Implications and Forward Assessment

Sturtevant faces a sustained economic challenge rooted in structural transformation of its primary industries. Manufacturing and logistics—the sectors that built the city's middle-class foundation—are fundamentally reducing labor intensity through automation and operational consolidation. The layoff acceleration from 2024 onward indicates these pressures have intensified, and the pending 2026 filing suggests they persist.

The concentration of impact in BRP US creates both risk and opportunity.
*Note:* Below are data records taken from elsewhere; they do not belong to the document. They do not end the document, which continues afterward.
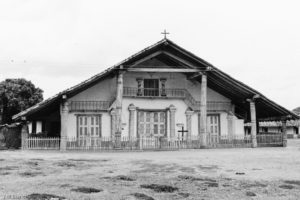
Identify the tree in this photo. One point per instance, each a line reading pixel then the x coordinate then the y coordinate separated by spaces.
pixel 17 95
pixel 297 111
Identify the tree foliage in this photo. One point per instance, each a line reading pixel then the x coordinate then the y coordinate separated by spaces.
pixel 297 110
pixel 17 95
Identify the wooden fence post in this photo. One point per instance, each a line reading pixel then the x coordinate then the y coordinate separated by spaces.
pixel 284 134
pixel 24 136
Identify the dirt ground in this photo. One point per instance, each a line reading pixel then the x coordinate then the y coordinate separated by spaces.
pixel 262 173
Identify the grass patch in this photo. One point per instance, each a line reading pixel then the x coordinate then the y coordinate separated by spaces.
pixel 192 178
pixel 65 164
pixel 188 169
pixel 37 159
pixel 37 196
pixel 141 196
pixel 160 188
pixel 211 184
pixel 289 187
pixel 4 173
pixel 88 160
pixel 208 167
pixel 32 163
pixel 293 182
pixel 30 174
pixel 124 178
pixel 251 185
pixel 86 190
pixel 8 168
pixel 184 194
pixel 250 194
pixel 65 185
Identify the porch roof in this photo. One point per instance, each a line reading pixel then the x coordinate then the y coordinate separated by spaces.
pixel 177 57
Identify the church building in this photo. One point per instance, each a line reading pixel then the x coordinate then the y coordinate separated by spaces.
pixel 161 97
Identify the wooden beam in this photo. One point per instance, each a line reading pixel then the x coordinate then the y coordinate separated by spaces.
pixel 195 75
pixel 147 58
pixel 182 70
pixel 179 59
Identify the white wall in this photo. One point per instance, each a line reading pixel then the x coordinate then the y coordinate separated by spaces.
pixel 153 104
pixel 72 123
pixel 105 90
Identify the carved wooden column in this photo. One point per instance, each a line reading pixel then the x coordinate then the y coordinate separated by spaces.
pixel 172 122
pixel 132 110
pixel 163 87
pixel 119 98
pixel 253 123
pixel 284 134
pixel 113 114
pixel 140 87
pixel 64 110
pixel 203 112
pixel 24 136
pixel 188 115
pixel 231 126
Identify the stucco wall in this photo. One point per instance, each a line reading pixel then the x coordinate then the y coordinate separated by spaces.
pixel 153 104
pixel 105 90
pixel 72 123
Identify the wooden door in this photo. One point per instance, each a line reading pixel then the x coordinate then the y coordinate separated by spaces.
pixel 213 128
pixel 152 123
pixel 88 130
Further disruption at that company would compound local hardship substantially, but stabilization or strategic repositioning there could materially improve the city's trajectory. Smaller employers' involvement in logistics suggests the city might attempt economic development initiatives around advanced distribution services, automation technology, or value-added logistics services—sectors that employ fewer workers but at higher wages and with greater stability.

Without deliberate economic diversification efforts and workforce development initiatives focused on transitioning displaced workers into emerging sectors, Sturtevant's labor market faces continued contraction and potential population decline as younger workers especially relocate to stronger regional economies. The city's trajectory depends not on state-level labor market conditions but on the decisions and stability of a handful of concentrated employers.